# Little Luna



## sarahandluna (Apr 24, 2011)

Little luna on her first day home now been 5 days and she loves it herre.


----------



## Cazza1974 (Sep 23, 2009)

Awwww she is gorgeous :001_wub:


----------



## Chez87 (Aug 11, 2010)

Pretty  What breed is she?


----------



## sarahandluna (Apr 24, 2011)

thank you ! i have fallen for her, she is a mixed siamese im not sure but i believe her to be a lynx point siamese which is a mix of tabby. she loves to run around but scares herself often


----------



## Taylorbaby (Jan 10, 2009)

sarahandluna said:


> thank you ! i have fallen for her, she is a mixed siamese im not sure but i believe her to be a lynx point siamese which is a mix of tabby. she loves to run around but scares herself often


she very sweet  she is 100% a 'seal lynx (tabby) point mitted' the pattern, which coloud be a mix of any breed, cant see any siamese in her though 

lynx is the same as tabby, (lynx = american tabby = uk, means the same thing!) its just on the paws/face/legs the same as wher the 'points' are, however siamese dont produces Any mitted cats, so she is a def a cross/mix


----------



## sarahandluna (Apr 24, 2011)

Taylorbaby said:


> she very sweet  she is 100% a 'seal lynx (tabby) point mitted' the pattern, which coloud be a mix of any breed, cant see any siamese in her though
> 
> lynx is the same as tabby, (lynx = american tabby = uk, means the same thing!) its just on the paws/face/legs the same as wher the 'points' are, however siamese dont produces Any mitted cats, so she is a def a cross/mix


Hmm you really think so ? i would love her the same i love that those ones seem more fluffy , but luna doesnt seem to be fluffy.. ?


----------



## Guest (Apr 26, 2011)

She's really so beautiful 

Em
xx


----------



## sarahandluna (Apr 24, 2011)

Eroswoof said:


> She's really so beautiful
> 
> Em
> xx


Thank you! also thanks for the advice with the health scare


----------



## Guest (Apr 26, 2011)

sarahandluna said:


> Thank you! also thanks for the advice with the health scare


 no problem at all

Just seen the puss in your signature, sleep well little paws xxxx


----------



## sarahandluna (Apr 24, 2011)

yes she lived a long live to 18 and will never be forgottenthank youu


----------



## Guest (Apr 26, 2011)

sarahandluna said:


> yes she lived a long live to 18 and will never be forgottenthank youu


Oh wow did she?
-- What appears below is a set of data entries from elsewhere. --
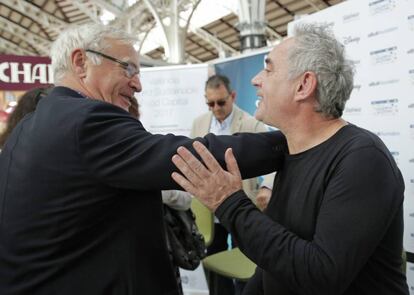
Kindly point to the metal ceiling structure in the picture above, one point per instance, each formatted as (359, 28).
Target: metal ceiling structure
(29, 27)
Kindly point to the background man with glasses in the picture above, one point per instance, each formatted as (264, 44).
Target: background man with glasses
(225, 118)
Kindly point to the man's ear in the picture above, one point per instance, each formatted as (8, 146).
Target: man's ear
(306, 86)
(78, 59)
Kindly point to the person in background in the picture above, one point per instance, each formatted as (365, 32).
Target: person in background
(81, 179)
(225, 118)
(334, 224)
(26, 104)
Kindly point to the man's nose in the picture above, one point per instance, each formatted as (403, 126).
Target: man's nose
(256, 81)
(135, 83)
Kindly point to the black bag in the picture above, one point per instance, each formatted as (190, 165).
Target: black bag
(185, 242)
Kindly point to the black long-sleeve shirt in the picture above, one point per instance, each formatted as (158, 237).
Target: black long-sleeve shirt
(334, 224)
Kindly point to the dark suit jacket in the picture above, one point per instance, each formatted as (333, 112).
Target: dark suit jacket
(80, 201)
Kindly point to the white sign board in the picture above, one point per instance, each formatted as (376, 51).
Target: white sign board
(172, 97)
(378, 36)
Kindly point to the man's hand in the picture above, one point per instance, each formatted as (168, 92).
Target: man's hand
(263, 197)
(211, 184)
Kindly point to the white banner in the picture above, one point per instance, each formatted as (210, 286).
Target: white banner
(172, 97)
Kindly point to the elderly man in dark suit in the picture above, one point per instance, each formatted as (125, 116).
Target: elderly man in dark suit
(80, 200)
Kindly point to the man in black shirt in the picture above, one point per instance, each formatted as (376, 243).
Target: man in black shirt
(334, 224)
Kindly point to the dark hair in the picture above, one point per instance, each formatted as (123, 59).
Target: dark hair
(216, 81)
(26, 104)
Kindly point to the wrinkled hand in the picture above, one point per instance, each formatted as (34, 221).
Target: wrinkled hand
(263, 197)
(211, 184)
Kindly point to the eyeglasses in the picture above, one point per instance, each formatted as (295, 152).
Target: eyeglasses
(220, 102)
(130, 69)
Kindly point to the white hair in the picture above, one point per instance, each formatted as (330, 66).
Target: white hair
(315, 49)
(87, 36)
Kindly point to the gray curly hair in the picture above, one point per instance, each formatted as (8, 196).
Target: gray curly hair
(84, 37)
(315, 49)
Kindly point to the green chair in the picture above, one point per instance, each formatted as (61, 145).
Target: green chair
(232, 264)
(204, 220)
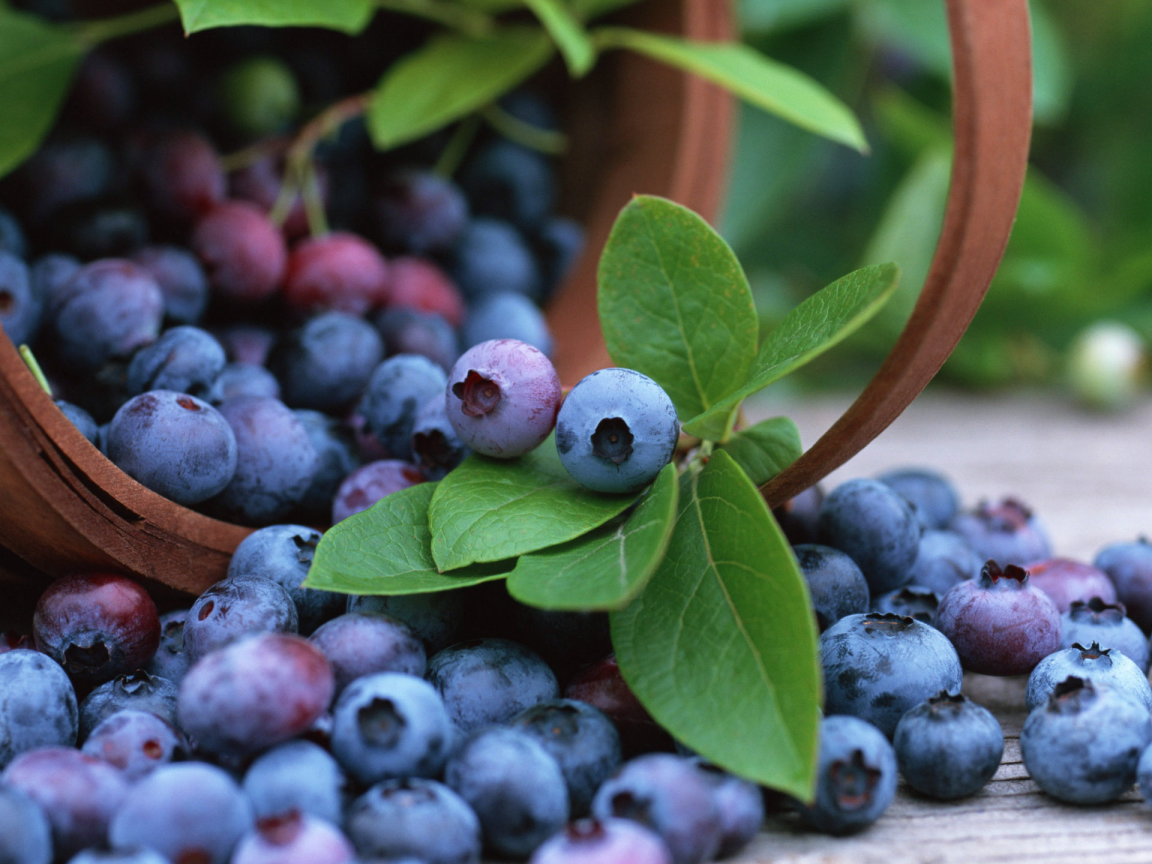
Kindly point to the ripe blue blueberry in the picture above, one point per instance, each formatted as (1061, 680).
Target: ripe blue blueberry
(174, 444)
(616, 430)
(878, 666)
(502, 398)
(514, 786)
(876, 527)
(856, 777)
(1105, 623)
(1104, 668)
(834, 583)
(948, 747)
(1083, 744)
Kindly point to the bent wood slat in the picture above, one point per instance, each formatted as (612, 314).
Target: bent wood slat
(992, 122)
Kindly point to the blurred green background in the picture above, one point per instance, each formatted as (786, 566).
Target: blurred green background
(802, 211)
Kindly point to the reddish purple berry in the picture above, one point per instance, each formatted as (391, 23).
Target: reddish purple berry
(1000, 623)
(97, 626)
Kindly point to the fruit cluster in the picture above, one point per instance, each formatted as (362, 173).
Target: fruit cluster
(263, 335)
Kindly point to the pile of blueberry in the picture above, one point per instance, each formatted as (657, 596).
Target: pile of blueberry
(255, 345)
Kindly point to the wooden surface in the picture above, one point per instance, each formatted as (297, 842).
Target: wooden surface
(1088, 477)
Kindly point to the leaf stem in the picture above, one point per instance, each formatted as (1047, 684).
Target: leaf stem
(456, 16)
(93, 32)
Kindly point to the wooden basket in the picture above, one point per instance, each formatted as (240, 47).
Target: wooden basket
(66, 507)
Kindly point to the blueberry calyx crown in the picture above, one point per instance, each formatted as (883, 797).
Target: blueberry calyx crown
(612, 440)
(888, 622)
(1097, 611)
(1071, 695)
(853, 781)
(477, 393)
(1012, 576)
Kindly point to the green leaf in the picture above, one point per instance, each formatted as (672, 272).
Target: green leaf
(750, 75)
(386, 550)
(347, 15)
(489, 509)
(449, 77)
(567, 32)
(811, 328)
(720, 646)
(606, 568)
(765, 449)
(675, 305)
(37, 62)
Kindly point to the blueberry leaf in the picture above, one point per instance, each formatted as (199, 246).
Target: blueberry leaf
(675, 305)
(347, 15)
(452, 76)
(720, 646)
(763, 82)
(490, 509)
(37, 63)
(607, 567)
(567, 32)
(765, 449)
(386, 550)
(806, 332)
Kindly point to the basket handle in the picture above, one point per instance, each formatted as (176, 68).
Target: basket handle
(992, 122)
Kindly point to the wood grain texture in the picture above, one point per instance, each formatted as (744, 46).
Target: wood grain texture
(992, 116)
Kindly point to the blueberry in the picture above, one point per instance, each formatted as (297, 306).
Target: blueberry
(294, 839)
(254, 694)
(275, 462)
(234, 607)
(506, 315)
(492, 256)
(182, 282)
(136, 742)
(515, 787)
(175, 444)
(835, 584)
(1106, 623)
(581, 739)
(414, 817)
(186, 358)
(490, 681)
(1129, 566)
(672, 796)
(20, 307)
(1104, 668)
(876, 527)
(615, 430)
(97, 626)
(436, 446)
(948, 747)
(137, 691)
(1006, 531)
(391, 725)
(878, 666)
(283, 554)
(911, 600)
(25, 835)
(190, 811)
(1000, 623)
(297, 775)
(1066, 581)
(395, 392)
(434, 618)
(607, 841)
(78, 793)
(855, 777)
(502, 398)
(1083, 745)
(942, 559)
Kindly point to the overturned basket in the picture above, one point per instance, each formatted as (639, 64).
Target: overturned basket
(66, 507)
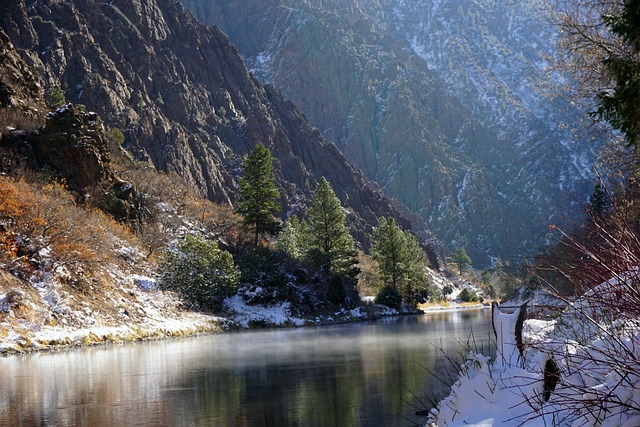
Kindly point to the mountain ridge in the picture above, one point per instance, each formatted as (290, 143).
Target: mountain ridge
(489, 176)
(184, 99)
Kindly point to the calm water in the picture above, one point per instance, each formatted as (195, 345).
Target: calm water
(361, 374)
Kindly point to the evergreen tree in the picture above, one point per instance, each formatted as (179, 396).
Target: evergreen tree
(330, 244)
(200, 271)
(599, 203)
(400, 259)
(620, 107)
(258, 195)
(461, 258)
(390, 251)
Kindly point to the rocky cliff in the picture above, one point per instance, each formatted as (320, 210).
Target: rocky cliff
(440, 102)
(182, 96)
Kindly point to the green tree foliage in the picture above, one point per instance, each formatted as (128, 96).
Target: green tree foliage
(389, 297)
(599, 203)
(203, 274)
(461, 258)
(55, 97)
(620, 107)
(401, 260)
(469, 296)
(292, 239)
(330, 244)
(258, 195)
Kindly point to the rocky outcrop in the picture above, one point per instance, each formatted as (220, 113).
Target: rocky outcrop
(439, 102)
(21, 97)
(183, 97)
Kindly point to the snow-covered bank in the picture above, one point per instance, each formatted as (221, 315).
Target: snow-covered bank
(26, 322)
(581, 369)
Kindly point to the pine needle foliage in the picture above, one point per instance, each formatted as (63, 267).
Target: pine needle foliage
(202, 273)
(331, 245)
(258, 195)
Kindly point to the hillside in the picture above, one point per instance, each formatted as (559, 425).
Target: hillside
(183, 99)
(447, 105)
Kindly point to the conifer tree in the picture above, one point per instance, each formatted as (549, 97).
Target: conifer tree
(390, 251)
(620, 106)
(461, 258)
(400, 259)
(258, 195)
(292, 238)
(330, 244)
(599, 203)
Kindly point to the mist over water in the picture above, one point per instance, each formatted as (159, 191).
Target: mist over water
(358, 374)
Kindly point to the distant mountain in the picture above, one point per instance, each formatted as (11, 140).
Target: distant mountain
(442, 102)
(183, 98)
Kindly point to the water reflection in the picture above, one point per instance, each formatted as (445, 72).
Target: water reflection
(344, 375)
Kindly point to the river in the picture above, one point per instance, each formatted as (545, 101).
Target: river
(357, 374)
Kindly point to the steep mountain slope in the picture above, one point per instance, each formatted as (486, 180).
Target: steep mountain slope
(438, 101)
(182, 96)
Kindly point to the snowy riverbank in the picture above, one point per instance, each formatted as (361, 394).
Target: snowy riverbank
(580, 369)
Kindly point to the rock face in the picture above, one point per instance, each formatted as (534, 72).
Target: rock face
(437, 101)
(21, 97)
(183, 97)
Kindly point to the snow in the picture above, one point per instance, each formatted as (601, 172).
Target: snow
(599, 383)
(276, 314)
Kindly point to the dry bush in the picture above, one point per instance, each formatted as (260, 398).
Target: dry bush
(369, 282)
(42, 228)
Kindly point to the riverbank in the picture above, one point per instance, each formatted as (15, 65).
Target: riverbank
(164, 318)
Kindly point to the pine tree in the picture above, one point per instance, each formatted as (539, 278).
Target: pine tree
(599, 203)
(389, 250)
(200, 271)
(330, 244)
(620, 107)
(401, 260)
(258, 195)
(461, 258)
(292, 238)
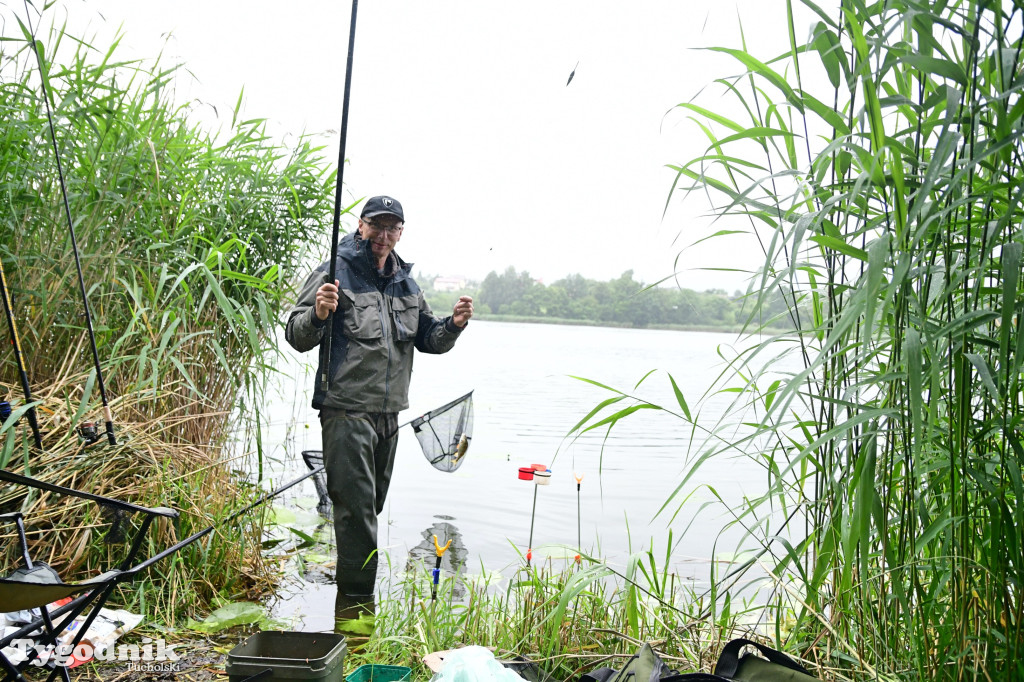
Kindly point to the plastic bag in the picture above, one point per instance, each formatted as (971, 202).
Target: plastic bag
(473, 664)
That's wonderful to hear  xxxx


----------



## Kitty_pig (Apr 9, 2011)

awww she is lovely. my new kitty is a luna too hehe  she has lovely colouring xxxx


----------



## sweep (Apr 27, 2011)

How gorgeous!


----------



## Dally Banjo (Oct 22, 2009)

Awwwwwwwwwwwwwwwwwwwwwwww :001_wub: I bet she still gets up to mischeif still even being that cute


----------



## sarahandluna (Apr 24, 2011)

yea she has deffinatly gotten used to her life here , runs around constantly


----------



## Jenny1966 (Feb 7, 2011)

awwww what a little sweetie :001_wub:


----------